FT Interactive Data delivered another year of double-digit
growth and, through its acquisition of TFSM and subsequent
merger with DBC, is now able to develop a much wider range of
Internet delivered products to every sector of the global money
management community. At FT Business, we have now sold the
loss-making newsletters and management operations, enabling us
to focus on market leading positions in specialist energy and
finance titles and research products.
Recoletos increased underlying sales by 7%. Profits increased
by 13% to £34m. In addition to the strong performance of
Expansion, profits were boosted by a 20% increase in
advertising revenues at Marca, Europe's leading sports
newspaper. It retained its strong leadership of the Spanish
sports newspaper market and transformed its website, marca.es,
into Spain's leading sports portal. El Mundo, the leading
Spanish daily newspaper in which Recoletos owns a 30% stake,
increased circulation and advertising revenues and built its
own online presence. Its success means Recoletos owns, or has a
stake in, three of Spain's ten most popular websites.

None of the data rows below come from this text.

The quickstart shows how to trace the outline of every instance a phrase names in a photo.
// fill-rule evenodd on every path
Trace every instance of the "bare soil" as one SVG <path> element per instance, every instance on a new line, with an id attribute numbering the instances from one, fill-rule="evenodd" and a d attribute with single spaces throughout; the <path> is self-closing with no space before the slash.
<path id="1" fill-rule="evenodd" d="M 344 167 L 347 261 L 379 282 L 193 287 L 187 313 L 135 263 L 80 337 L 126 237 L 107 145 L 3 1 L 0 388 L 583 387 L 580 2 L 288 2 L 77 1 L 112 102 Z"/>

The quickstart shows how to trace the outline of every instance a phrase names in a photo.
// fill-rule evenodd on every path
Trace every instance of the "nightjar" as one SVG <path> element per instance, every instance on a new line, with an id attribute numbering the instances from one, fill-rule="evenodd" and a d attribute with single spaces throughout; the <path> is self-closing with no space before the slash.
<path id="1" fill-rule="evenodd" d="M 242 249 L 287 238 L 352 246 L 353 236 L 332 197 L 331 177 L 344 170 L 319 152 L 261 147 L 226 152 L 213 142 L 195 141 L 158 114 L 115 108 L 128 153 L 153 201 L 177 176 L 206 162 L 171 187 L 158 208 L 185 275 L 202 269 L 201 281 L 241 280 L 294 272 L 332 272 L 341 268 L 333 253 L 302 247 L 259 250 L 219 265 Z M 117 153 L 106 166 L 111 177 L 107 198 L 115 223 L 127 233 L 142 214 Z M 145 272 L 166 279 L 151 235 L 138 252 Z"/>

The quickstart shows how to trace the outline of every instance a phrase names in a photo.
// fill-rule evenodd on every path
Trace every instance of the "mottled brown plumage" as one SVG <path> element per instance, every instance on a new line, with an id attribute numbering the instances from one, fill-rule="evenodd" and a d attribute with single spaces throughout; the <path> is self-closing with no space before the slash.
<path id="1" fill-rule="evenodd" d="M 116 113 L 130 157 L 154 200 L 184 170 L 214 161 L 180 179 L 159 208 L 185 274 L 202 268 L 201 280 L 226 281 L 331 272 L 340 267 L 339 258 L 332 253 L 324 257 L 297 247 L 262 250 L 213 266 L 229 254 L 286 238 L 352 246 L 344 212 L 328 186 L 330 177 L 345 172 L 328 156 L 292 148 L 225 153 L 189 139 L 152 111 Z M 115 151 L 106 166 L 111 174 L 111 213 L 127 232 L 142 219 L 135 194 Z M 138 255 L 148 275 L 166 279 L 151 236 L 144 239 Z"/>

The profits contribution from Associates reflects our share of
the start up costs of Financial Times Deutschland. The
Economist Group, in which we have a 50% stake, had another
record year, with The Economist newspaper increasing average
weekly circulation by 4% to 723,000. Across the group, it
continued to focus on developing its global media brands and
increase investment in the electronic delivery of its products
and services. Business Day and Financial Mail, the South
African finance and business publisher, in which we also own a
50% stake, grew advertising revenues to record levels.
PEARSON TELEVISION
£m Year to Year to %
31 Dec 1999 31 Dec change
1998
Sales 355 343 +3%
Operating profit / (loss)
Pearson TV 74 71 +4%
Channel 5 (7) (14) +50%
BSkyB 1 4
===============
68 61 +11%
In 1999, Pearson Television increased sales by 3%. Profits
increased by 11% to £68m, boosted by the strong growth of our
joint venture with the broadcaster, CLT-UFA, in Germany and
lower start up losses from
Channel 5.
Our serial dramas delivered big peak time audiences across
Europe and new productions from our library of game show
formats proved a big hit worldwide. Our game shows won new
audiences in Spain, Portugal, Mexico, Germany, Finland and
Poland and the new version of Family Feud was the highest rated
new game show in syndication in the US. And our programmes are
finding big on-line audiences. The online version of Family
Feud is proving to be a big draw for Uproar.com, the online
entertainment site, in which we own an 8% stake. Uproar.com is
generating 106 million page views from 3.6 million unique
monthly users with visitors spending an average of 17 minutes
per day on the site.
We increased investment in new shows and formats, focusing on
situation comedies and television animation, and made a number
of acquisitions that strengthened our local television
production businesses. Our share of Channel 5's start up
losses, after amortisation and start up costs, fell to £7m from
£14m in the previous year. Channel 5 was the only UK
terrestrial channel to increase its overall audience share,
achieving an average all-channel viewing share among adults of
5.3%. In February 2000, we increased our Channel 5 stake from
24% to 29%, reflecting our satisfaction in its performance to
date, and our confidence in its future.
PENGUIN
£m Year to Year to %
31 Dec 1999 31 Dec 1998 change
Sales 565 523 +8%
Operating profit 65 48 +35%
Penguin's underlying sales increased by 5% with underlying
profits up by 23%. Our success was built on the back of
increased investment in new and established best-selling
authors, a concerted campaign to maximise the value of our ever
popular back-list titles and sustained efforts to put the
supply side of our business on a stronger commercial footing.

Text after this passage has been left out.